For me personally, this is where I hope to find new power in the
cherokee community, small, specific applications, but that is my
opinion. The web is more and more getting a grid, with servers serving
their content as webservices that are then mashed up into specific
websites. Servers to serve websites are well capable of these tasks. And
personally, I don't care to much if a webpage renders in 2.8 or 1.4
seconds. But when I have a server that parses a 1 TB satellite image and
is able to generate a resulting 400x400pixel gif or jpeg in under 3
seconds, or take a bounding box of a 65GB geospatial database, generate
an image and return it in less then 3 seconds. When I can reach these
goals you will see me dancing ;-)

As I said earlier on, my goal with cherokee is to set up the fastest
mapserver available, put cherokee-mapserver-servers in a cluster and do
something similar to what google is doing with their google maps
satellite image and road maps.

I am no longer thinking traditionally in html/semi static (php) content
webservers, I need webservers that are specialized in serving XML, JSON,
GML, GeoJSON, KML and so on.. so we can connect them to all the
existing, regular, webservers around that can turn these beautiful
webservices into content that is of use to visitors.
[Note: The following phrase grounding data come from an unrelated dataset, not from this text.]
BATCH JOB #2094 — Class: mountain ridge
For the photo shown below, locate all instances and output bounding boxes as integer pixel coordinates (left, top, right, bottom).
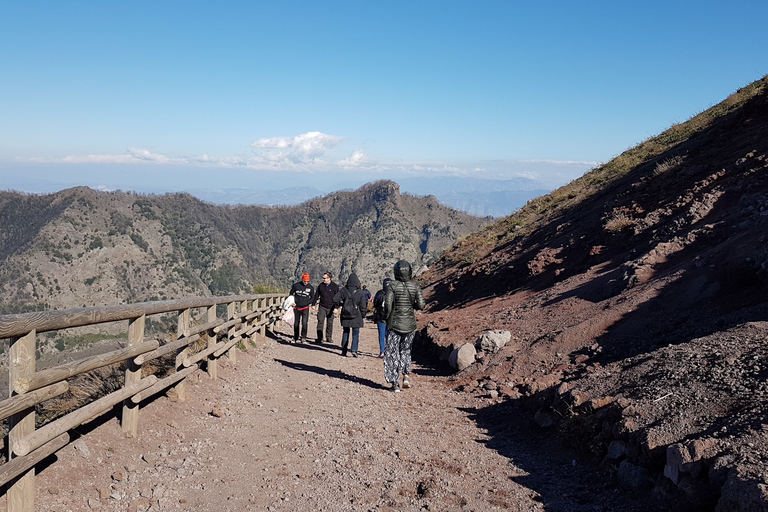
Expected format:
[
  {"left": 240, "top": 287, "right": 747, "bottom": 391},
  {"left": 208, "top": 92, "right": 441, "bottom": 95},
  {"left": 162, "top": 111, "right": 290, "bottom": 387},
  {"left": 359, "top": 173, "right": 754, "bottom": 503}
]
[{"left": 0, "top": 180, "right": 487, "bottom": 315}]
In the meantime, I will focus on documentation!

Kind regards,

Milo

>
>
> Stefan
>
> _______________________________________________
> Cherokee-dev mailing list
> Cherokee-dev at lists.octality.com
> http://lists.octality.com/listinfo/cherokee-dev
>
[Cherokee] [Re]: Feedback: Improving the quality of Cherokee's documentation [ In reply to ]
On Thursday 31 July 2008 20:33:19, Stefan de Konink wrote:
> > > * <8> Table with equivalent functionality (and hopefully a full
> > > setup example) to that of specific mod_* Apache modules.
> >
> > I don't think this is really interesting. Besides the support of the
> > Apache de-facto standards we have nothing to do with it.
>
> Although some cherokee handlers (for example mine) are more like small
> applications (vs scripts in python/php) it might still be interesting to
> show what we can do with Cherokee on a higher level and how easy it is to
> do so.

I must admit I didn't think about these specific cases. What I actually meant with <8> proposal was that we should have some sort of quick reference to specifica tasks to allow easier navigation through the documentation. Something in the line of "I want to use mod_rewrite, how do I do this with Cherokee", which should explain briefly how to rewrite URLs and what module's docs should be consulted to have more specific details.
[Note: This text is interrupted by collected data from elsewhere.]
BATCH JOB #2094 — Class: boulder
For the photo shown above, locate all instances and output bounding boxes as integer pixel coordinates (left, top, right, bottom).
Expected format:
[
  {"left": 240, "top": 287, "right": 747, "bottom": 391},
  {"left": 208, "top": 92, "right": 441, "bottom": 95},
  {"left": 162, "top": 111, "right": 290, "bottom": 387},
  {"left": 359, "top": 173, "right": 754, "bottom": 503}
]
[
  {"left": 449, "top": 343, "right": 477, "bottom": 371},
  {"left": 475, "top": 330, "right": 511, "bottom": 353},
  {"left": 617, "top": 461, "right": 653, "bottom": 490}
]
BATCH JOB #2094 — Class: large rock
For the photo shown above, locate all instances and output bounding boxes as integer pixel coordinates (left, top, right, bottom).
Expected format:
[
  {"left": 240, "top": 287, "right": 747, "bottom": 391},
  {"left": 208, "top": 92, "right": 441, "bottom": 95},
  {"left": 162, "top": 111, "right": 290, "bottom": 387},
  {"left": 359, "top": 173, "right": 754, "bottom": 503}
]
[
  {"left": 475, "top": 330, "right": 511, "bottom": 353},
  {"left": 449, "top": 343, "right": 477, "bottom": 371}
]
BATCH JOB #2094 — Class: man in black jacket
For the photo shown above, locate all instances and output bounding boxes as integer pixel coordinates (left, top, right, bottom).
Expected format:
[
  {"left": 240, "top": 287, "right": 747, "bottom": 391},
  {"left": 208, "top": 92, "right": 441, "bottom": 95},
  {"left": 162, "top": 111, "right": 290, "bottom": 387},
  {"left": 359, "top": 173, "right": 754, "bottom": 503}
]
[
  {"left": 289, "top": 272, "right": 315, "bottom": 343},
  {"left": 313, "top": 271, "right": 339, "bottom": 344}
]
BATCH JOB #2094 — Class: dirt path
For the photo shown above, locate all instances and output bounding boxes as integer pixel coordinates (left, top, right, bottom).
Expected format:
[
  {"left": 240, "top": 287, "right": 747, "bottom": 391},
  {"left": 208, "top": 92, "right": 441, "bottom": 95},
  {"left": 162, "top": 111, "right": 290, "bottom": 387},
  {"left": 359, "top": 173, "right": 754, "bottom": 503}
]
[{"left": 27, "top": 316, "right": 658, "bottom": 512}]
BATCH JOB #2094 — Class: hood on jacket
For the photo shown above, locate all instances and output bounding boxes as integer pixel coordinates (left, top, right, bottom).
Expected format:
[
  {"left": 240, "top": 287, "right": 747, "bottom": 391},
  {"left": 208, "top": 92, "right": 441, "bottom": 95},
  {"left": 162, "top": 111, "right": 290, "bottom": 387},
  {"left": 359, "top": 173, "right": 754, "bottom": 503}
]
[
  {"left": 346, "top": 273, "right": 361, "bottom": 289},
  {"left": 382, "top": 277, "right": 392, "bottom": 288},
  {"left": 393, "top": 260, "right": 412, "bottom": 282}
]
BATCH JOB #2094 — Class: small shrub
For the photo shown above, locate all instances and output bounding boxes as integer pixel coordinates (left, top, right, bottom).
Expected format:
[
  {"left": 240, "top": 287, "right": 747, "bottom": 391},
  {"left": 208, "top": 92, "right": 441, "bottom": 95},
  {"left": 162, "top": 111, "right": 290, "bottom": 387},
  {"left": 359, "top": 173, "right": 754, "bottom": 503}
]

In my flawed reasoning, I assumed everyone knew what every Apache module did, so I suggested the name of the module as index of our quickref table.
But I guess it is much more logical to simply state the desired task to achieve, and then write the small sections I was thinking of.
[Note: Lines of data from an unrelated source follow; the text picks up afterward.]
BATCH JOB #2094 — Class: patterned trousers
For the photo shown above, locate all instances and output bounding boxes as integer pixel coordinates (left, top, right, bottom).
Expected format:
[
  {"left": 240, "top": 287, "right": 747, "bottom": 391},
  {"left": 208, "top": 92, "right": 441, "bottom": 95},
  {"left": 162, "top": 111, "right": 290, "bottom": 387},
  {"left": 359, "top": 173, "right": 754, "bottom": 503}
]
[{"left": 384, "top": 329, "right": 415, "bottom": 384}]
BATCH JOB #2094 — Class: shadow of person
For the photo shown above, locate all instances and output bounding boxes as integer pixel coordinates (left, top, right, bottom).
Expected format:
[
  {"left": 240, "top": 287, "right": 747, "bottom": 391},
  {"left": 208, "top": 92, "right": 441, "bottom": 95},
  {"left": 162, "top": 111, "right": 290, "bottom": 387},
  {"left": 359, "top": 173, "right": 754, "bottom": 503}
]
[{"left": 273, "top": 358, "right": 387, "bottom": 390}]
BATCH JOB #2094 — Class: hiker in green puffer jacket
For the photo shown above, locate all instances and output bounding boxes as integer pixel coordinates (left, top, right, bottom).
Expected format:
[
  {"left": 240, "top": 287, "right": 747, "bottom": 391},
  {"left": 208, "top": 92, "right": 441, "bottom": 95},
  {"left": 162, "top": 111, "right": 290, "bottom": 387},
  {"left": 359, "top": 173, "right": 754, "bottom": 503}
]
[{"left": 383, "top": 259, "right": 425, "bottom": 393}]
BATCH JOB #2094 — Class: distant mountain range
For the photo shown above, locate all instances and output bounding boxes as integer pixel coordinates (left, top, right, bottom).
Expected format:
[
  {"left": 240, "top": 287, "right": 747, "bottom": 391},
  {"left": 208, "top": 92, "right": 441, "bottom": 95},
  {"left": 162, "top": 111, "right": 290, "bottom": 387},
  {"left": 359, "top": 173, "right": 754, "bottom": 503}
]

I do think Stefan is right about the benchmarking thing, but I would rather leave that part for the website and out of the documentation. Mostly for maintenance reasons: updating this kind of comparisons takes time, and though we're talking about a complete rework of the documentation this should be a one time thing.
Hopefully in future releases the documentation will grow incrementally but without requiring a complete rewrite for every release.